なんでも、古くなるとガタがくる。私の住んでるURの集合住宅は30年たち、あちこちに不具合が生じている。配管系、電気系にガタがくる。それで、毎年、点検が行われ、補修が行われる。
高浜原発4号機は1985年に稼働したから、37年経過している。私の住んでいる集合住宅より、古参である。いろいろなところが壊れてくるのは仕方がない。問題は、点検が信頼できるか、補修できるか、ということである。
福島第1原発事故の沸騰水型原子炉(BWR)に比べ、高浜原発の加圧型原子炉(PWR)のほうが安全だと誤解している人がいるが、事実は反対である。沸騰水型原子炉のほうが構造が簡単なので、より壊れにくい。
加圧型原子炉は、発電効率を上げるため、原子炉の水(1次冷却水)を加圧し、水の沸点を300℃以上にあげている。その高温の水で2次冷却水を急激に沸騰させ、蒸気タービンを回して発電する。構造が複雑なのである。
私が若いときは、加圧型原子炉の不具合報告の方が多かった。
関電は、高浜原発3号機、4号機の40年超えの稼働を申請すると去年発表している。ところが、公になったものだけでも、点検で発見されなかった不具合が続いておきている。大丈夫なのか。
加圧式原子炉を開発したアメリカのウェスティングハウス・エレクトリック・カンパニーは2017年に経営破綻している。日本の加圧式原子炉の点検、補修は三菱重工が単独で行うしかない。
いっぽう、昨年9月28日に、原子力規制委員会の山中伸介委員長は、就任して2日後、原子炉運転の上限(60年)を撤廃すると言い出した。モノが壊れるのは何年と予測できるものでないから、原子炉稼働の年数制限を撤廃すると言うのだ。現実は、原子炉周辺機器は中性子を浴びるなどして通常より早く壊れている。点検と補修でかろうじて稼働してきたのが実態である。

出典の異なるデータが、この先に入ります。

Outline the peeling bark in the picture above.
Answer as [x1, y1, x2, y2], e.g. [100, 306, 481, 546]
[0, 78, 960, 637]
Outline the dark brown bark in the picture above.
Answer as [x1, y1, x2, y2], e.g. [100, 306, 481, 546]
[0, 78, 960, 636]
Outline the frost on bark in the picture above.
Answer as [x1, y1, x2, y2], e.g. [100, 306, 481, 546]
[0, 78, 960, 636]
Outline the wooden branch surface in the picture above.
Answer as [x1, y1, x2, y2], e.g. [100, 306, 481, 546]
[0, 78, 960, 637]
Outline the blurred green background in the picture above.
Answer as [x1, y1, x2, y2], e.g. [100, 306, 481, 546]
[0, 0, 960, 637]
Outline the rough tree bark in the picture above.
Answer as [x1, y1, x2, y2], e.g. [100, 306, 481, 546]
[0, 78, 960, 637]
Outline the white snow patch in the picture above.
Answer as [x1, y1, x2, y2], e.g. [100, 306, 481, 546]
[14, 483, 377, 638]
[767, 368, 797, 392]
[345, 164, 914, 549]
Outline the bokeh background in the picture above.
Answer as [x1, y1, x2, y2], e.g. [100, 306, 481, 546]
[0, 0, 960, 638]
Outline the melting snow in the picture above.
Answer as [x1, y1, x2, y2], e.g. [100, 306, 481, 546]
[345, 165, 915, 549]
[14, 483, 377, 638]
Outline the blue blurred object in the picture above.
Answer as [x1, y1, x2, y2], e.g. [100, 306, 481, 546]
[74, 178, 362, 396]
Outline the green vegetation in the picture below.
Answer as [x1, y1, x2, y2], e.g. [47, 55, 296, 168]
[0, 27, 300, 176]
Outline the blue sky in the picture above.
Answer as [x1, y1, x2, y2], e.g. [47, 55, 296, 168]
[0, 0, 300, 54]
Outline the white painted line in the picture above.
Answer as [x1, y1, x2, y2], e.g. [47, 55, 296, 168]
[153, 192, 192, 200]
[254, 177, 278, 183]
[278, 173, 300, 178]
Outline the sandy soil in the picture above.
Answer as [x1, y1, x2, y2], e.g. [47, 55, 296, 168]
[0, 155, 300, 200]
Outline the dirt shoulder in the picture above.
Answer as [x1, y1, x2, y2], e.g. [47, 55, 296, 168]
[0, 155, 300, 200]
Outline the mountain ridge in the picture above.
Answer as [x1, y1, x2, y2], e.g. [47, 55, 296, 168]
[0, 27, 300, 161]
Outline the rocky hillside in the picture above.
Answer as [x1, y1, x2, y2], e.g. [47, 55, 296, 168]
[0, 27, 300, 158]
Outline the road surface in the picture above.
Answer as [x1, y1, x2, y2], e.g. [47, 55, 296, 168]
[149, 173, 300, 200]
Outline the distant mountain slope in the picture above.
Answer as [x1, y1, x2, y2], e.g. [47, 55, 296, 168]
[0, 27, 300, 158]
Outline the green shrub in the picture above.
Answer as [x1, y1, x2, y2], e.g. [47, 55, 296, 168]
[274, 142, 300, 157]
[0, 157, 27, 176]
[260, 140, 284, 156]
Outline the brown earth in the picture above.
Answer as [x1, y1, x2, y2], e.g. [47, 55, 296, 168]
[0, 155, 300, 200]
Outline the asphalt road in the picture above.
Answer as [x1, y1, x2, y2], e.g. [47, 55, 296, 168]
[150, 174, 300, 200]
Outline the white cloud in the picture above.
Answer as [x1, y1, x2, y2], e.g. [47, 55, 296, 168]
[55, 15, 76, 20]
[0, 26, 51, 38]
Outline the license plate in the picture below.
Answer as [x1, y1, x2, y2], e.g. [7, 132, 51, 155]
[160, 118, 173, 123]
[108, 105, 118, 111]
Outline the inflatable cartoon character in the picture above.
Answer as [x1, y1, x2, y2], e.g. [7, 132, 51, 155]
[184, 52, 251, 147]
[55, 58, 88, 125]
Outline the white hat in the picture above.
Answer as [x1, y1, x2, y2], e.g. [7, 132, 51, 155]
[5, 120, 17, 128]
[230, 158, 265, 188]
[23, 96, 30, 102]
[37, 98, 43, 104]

老朽化に伴う原子炉の壊れが点検できる、補修できるというのが 明らかでなければ、原子炉を稼働させないことが、原子力規制の原則だと私は考える。明らかにできなければ、老朽化した原子炉を年数で廃炉にするほうが合理的であると考える。
それなのに、2月13日に山中委員長は、60年超の原子炉を動かせるとすることを原子力規制委員会で多数決で決定した。5人の委員のうち、4人は原発稼働で利益を受ける組織の出身であり、ただ一人の反対者は日本地質学会会長の石渡明(東北大教授)だった。そんなことで、原子炉の安全性を保証できるのか。多数決の結果は政府による委員の選定で決まることである。
いま、岸田文雄は、原発推進政策をとっている。しかし、原発の安全性を無視し、原子力規制委員会のメンバーを入れ替えてまで、原発を稼働しなければならない理由が、私には見当たらない。パブリックコメントを求めると、その大半が60年超の原発稼働に反対であるという。国民の代表たる国会議員に、岸田の狂信的な原発推進政策を止めることを願う。